The U.S. fossil fuel renaissance has sparked job booms in the oil fields of North Dakota and Texas, shrunk our national import tab, and led to a whole lot of talk about energy independence. But, as BloombergBusinessweek noted recently, one thing it hasn't done is lower the price of gasoline for American motorists, who are still paying $3.71 a gallon.
Why not? There are a lot of ways to answer that question, the simplest being that despite all our drilling, oil is remains expensive. Worldwide, demand still beats supply. And since the cost of crude accounts for 72 percent of the cost of gasoline,* pump prices have stayed high.
But that doesn't quite put the issue to bed. After all, Americans are driving and fueling up less, which should theoretically encourage the oil refiners that produce our gasoline and diesel to cut their prices. Businessweek points to a few reasons why that hasn't happened, but I want to focus on just one of them: exports.
As the magazine's graph below shows, U.S. exports of refined oil products have surged over the past couple of years, at the same time as the price of gas rebounded hard from its recession-time drop.
Coincidence? Some say not. Refiners, the argument goes, are choosing to make products that they can sell for a premium on the global market rather than more cheaply at home. And there's certainly truth to that. When something scarce is sold to the highest bidder anywhere in the worldwide, prices inevitably go up (See: Oil).

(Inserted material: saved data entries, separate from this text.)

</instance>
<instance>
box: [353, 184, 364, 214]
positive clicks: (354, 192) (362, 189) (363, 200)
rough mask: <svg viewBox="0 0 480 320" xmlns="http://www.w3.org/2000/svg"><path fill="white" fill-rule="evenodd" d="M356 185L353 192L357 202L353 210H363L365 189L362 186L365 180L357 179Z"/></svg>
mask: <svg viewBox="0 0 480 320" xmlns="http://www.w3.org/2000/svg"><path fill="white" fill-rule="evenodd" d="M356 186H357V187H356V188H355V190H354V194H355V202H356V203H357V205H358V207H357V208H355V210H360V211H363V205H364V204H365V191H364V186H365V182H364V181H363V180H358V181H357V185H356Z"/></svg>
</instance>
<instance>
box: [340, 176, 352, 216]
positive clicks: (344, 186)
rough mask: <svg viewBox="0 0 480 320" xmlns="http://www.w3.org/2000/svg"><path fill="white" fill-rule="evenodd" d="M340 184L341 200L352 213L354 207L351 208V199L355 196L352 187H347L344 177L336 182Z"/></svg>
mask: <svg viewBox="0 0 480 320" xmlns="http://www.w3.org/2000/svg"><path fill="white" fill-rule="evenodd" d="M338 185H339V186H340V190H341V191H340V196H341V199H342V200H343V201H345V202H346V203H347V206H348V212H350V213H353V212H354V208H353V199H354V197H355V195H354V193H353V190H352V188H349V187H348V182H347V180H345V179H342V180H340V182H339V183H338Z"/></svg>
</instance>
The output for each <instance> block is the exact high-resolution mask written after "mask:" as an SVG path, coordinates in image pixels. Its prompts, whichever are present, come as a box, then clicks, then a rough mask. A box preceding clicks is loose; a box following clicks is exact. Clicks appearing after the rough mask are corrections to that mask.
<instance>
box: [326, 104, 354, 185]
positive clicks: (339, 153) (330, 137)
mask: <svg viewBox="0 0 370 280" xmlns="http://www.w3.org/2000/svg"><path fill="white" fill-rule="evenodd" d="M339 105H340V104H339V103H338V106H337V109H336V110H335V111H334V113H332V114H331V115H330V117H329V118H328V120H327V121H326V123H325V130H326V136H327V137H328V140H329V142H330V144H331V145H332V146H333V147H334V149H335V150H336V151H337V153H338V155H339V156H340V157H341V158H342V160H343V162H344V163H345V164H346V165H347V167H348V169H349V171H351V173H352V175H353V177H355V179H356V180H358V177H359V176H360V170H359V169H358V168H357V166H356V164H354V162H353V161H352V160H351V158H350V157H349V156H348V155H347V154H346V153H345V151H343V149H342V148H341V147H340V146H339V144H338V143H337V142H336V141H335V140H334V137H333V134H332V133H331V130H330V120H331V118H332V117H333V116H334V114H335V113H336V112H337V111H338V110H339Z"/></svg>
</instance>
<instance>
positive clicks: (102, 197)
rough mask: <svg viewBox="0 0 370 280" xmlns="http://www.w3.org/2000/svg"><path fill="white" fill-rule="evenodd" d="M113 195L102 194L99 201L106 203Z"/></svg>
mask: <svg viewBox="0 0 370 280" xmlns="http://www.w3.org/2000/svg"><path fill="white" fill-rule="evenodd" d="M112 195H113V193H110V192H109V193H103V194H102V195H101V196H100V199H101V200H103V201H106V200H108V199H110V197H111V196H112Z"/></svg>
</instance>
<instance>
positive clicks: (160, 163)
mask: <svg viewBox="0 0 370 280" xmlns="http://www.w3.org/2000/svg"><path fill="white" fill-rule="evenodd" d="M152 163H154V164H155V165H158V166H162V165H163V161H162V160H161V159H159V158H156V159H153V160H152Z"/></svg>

But does that mean it's time to clamp down on exports? Not necessarily.
First, it's not clear how big an impact they make, partly because we don't export a huge portion of our fuel supply. Of the 3 million or so barrels a day of refined products U.S. refiners ship abroad, only about half are either distillate fuels (which include diesel) or gasoline. American drivers and truckers, meanwhile, use roughly 12 million barrels of fuel each day. Meanwhile, there's no guarantee that if we suddenly clamped down on exports, refiners would choose to dump their extra supply on the domestic market. Instead, they could choose to reduce production, or as the industry argues whenever someone suggests cutting them off form the world market, simply shut down the refineries that stop being profitable. That might sound like fear mongering, but companies have done it in the past.
And finally, fuel exports offer certain perks. Namely, they're exports. Fuel and other petroleum products combine to make our largest export category by dollar value, bigger than cars, machinery, or jets. That, in turn, helps out our growth, and creates jobs in places like the Gulf region.
So in short, yes exports are probably costing drivers a bit more. But it's not clear that ending them would be worth losing their benefits.
*If you're really interested in the breakdown of what goes into gas prices, the California Energy Commission offers a handy year-to-year cart.